Mohamed R. answered 09/13/21
Bachelor degree in English with experience in philosophy tutoring.
Moral sense philosophy is so broad to include two different ethical views: Naturalism and Intuitionism. The first is represented by David Hume, Adam Smith, Thomas Reid and others. Naturalism conceives morality as grounded in the psychology of belief in the sense that we naturally approve or disapprove of any action as being moral or immoral. In that sense utility and pleasure are much considered by Naturalism as essential tools in moral judgments.
The second moral view is represented by Butler and the eighteenth-century Cambridge Platonists, as well as G.E. Moore and David Ross, the twentieth-century philosophers who believe that rather than feelings, people possess some intuitive rational faculty that is naturally given, enabling them to distinguish the right from the wrong. This is different from the innate (a-priori) mental faculty in Kantian epistemology that underlies Kant’s ethical Categorical Imperatives.

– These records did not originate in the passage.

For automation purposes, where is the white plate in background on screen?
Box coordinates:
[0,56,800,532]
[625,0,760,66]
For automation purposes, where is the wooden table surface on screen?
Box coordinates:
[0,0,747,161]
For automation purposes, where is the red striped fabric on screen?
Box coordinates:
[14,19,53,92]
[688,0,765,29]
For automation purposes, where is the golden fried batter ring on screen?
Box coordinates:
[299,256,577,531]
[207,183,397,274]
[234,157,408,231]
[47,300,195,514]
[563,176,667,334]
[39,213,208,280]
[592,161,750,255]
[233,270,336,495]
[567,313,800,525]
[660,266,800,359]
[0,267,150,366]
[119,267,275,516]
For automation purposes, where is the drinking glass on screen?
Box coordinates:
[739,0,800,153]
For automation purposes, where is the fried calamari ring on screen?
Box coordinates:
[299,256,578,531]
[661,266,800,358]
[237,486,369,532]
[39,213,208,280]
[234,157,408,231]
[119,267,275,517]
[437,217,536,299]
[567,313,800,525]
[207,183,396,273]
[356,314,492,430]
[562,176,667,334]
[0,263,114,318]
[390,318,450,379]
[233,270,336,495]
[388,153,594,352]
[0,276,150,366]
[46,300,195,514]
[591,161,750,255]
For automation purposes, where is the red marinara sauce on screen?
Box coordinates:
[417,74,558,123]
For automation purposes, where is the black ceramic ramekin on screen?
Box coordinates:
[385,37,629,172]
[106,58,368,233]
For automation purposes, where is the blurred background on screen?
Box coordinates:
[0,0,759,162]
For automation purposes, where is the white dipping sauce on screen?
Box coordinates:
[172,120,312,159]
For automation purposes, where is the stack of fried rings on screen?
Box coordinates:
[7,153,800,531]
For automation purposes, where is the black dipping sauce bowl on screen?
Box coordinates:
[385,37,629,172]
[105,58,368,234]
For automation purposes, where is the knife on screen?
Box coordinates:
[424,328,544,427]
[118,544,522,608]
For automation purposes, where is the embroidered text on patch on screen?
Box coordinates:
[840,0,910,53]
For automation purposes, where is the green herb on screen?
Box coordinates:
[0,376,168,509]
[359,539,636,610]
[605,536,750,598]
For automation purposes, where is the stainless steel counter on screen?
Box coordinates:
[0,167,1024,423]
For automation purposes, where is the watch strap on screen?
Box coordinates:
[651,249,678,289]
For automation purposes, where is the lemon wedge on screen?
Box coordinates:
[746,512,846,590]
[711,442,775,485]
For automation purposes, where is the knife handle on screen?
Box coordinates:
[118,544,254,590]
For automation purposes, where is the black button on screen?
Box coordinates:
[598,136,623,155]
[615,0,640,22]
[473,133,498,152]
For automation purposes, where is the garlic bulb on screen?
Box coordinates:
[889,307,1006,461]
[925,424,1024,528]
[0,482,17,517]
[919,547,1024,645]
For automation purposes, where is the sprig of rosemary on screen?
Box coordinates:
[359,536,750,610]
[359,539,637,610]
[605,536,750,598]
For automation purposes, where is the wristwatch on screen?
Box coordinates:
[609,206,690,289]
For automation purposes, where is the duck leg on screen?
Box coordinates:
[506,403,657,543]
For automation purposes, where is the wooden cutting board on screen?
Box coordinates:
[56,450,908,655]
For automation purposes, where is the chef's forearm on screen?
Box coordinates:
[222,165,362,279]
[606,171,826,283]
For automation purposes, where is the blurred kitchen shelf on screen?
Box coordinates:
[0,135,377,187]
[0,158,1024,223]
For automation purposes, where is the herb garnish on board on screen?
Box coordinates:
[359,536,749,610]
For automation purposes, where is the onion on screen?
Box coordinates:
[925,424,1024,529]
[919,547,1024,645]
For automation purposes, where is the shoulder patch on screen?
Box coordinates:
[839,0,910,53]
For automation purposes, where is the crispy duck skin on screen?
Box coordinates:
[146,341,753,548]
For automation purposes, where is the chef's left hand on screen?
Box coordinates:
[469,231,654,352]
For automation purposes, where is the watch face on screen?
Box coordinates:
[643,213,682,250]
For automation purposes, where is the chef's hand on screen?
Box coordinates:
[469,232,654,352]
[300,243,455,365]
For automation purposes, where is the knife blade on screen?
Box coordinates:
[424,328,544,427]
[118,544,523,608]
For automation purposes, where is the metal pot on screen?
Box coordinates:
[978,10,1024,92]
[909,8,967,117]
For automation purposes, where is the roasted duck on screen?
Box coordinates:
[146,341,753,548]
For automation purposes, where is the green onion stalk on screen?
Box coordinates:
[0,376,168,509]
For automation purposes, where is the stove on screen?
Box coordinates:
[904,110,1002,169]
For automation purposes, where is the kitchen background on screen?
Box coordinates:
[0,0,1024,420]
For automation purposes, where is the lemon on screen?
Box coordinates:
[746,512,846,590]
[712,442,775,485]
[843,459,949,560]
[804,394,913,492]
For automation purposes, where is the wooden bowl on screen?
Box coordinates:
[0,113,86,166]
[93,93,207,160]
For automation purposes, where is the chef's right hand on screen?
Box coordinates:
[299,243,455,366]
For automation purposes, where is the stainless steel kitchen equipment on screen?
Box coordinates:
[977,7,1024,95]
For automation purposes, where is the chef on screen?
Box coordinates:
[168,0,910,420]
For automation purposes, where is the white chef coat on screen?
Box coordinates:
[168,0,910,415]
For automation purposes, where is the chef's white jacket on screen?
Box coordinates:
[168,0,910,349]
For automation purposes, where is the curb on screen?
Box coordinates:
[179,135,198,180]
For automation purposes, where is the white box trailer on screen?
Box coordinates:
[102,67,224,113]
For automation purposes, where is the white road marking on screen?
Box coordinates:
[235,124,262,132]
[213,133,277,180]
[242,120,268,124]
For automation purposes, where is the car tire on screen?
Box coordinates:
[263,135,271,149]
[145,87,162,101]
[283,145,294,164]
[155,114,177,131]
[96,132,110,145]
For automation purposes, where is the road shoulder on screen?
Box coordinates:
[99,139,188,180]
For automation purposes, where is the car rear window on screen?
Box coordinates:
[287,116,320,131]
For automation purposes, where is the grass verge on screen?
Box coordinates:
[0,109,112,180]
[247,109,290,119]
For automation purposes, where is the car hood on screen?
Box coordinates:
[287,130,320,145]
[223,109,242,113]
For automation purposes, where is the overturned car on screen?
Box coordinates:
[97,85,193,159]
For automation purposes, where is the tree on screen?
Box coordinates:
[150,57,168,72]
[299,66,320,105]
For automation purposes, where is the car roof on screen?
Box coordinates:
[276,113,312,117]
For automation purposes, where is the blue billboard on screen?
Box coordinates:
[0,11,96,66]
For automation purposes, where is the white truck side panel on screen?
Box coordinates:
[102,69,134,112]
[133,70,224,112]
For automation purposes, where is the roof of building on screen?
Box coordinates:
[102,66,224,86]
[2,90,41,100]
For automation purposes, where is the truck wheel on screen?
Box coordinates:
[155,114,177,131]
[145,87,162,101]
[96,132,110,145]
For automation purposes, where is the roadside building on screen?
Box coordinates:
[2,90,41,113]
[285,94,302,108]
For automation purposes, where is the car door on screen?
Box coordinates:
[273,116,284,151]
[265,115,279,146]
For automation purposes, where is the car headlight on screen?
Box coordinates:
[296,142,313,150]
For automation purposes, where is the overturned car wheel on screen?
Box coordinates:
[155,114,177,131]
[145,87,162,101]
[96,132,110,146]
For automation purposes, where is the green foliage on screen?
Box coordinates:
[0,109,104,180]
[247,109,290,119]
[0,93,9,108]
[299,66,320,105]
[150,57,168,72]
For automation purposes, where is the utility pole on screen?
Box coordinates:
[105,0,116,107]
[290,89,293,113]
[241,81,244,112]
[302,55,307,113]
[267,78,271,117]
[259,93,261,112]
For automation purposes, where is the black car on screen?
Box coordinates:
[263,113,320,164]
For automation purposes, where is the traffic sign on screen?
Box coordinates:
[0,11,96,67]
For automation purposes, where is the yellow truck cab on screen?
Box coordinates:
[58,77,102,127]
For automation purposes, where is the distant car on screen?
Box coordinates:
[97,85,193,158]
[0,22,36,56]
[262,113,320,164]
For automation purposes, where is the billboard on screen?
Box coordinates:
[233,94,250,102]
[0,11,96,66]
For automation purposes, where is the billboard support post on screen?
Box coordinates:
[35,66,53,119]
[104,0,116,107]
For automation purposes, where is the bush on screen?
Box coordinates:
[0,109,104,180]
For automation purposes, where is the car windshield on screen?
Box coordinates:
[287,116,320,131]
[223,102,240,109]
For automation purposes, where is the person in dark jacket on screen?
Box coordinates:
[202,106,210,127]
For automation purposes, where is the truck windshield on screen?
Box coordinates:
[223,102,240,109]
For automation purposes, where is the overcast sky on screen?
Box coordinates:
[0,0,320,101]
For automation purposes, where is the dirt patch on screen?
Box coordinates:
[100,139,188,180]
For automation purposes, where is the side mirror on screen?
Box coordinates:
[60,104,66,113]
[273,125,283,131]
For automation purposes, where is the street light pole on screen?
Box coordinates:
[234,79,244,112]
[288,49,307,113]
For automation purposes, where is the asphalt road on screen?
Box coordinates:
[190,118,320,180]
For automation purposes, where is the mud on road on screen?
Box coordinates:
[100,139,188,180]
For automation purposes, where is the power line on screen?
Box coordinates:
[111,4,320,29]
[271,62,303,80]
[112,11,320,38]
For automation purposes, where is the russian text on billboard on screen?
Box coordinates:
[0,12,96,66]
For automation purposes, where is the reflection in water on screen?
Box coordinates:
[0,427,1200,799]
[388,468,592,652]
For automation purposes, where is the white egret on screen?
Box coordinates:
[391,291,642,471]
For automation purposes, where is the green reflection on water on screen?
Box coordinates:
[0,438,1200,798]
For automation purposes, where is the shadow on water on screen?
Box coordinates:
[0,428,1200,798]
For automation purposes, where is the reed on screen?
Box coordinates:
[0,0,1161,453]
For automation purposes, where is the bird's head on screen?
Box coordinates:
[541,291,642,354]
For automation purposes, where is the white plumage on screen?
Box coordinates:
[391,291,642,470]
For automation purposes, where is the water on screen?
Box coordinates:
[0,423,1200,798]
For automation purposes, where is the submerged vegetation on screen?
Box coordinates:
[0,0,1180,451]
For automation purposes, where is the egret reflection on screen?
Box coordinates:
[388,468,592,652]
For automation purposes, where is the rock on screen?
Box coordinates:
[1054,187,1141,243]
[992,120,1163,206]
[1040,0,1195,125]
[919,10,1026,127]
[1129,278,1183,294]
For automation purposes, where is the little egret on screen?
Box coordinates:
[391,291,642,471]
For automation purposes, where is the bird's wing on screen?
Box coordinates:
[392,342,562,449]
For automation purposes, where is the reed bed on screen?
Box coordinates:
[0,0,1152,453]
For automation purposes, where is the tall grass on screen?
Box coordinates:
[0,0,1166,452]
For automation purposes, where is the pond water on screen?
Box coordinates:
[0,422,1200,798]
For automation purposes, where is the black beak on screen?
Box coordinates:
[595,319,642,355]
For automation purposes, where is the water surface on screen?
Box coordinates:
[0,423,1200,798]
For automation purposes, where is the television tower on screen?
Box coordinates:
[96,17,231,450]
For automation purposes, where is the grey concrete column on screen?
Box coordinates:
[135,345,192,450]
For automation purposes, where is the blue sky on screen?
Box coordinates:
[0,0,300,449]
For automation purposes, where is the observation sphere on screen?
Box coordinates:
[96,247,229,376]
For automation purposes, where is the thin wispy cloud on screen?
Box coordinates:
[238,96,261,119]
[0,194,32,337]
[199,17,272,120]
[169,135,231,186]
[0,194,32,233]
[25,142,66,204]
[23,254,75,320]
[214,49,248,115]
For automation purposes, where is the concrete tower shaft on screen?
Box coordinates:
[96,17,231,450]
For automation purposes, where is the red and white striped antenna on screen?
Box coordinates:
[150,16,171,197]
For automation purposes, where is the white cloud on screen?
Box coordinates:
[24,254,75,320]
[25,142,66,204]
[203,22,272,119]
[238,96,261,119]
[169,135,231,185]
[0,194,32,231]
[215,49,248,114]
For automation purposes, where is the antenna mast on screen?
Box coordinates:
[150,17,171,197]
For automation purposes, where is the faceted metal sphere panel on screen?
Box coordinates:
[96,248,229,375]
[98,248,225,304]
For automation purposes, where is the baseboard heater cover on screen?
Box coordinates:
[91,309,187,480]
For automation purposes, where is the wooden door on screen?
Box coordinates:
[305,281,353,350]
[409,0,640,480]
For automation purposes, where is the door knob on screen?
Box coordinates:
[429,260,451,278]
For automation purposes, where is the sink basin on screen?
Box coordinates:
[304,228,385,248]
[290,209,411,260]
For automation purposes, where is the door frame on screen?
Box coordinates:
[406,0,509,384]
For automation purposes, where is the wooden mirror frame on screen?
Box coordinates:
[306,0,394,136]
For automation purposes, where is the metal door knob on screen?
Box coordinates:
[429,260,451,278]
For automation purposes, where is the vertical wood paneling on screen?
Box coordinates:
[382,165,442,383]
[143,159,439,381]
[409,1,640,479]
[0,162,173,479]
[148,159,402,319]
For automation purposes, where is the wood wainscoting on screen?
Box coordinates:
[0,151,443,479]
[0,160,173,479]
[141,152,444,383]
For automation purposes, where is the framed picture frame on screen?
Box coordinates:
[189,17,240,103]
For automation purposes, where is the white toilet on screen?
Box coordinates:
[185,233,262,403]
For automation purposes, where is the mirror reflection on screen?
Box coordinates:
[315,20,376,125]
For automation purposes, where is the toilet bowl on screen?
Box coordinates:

In his book Principia Ethica, G.E. Moore responds to ethical Naturalism as committing a “naturalistic fallacy” reducing ethics to natural properties such as pleasing or displeasing. Although pleasure is good, it is not sufficient to explain the general principles of morals that we obtain through some intuitive rational faculty known as “common sense”, which is distinct from the five senses. Insisting on pleasure alone would lead to self-interest, ending in moral egoism and hedonism. To prove his view, Moore introduces a “thought experiment” in which one can imagine a World of a total natural landscape with beautiful mountains, rivers, forests ... Such World would be better than one devoted solely to pleasure. Morally good actions in this context are those we perform out of the wish or the will for the total good in the long term, rather than some intended pleasure.
Although Moore faces some criticism, his ethical views impact some contemporary views in Arts history and literature. Virginia Wolf is one of those influenced by Moore. Likewise, Moore paves the way to the contemporary debate between ethical cognitivism and non-cognitivism.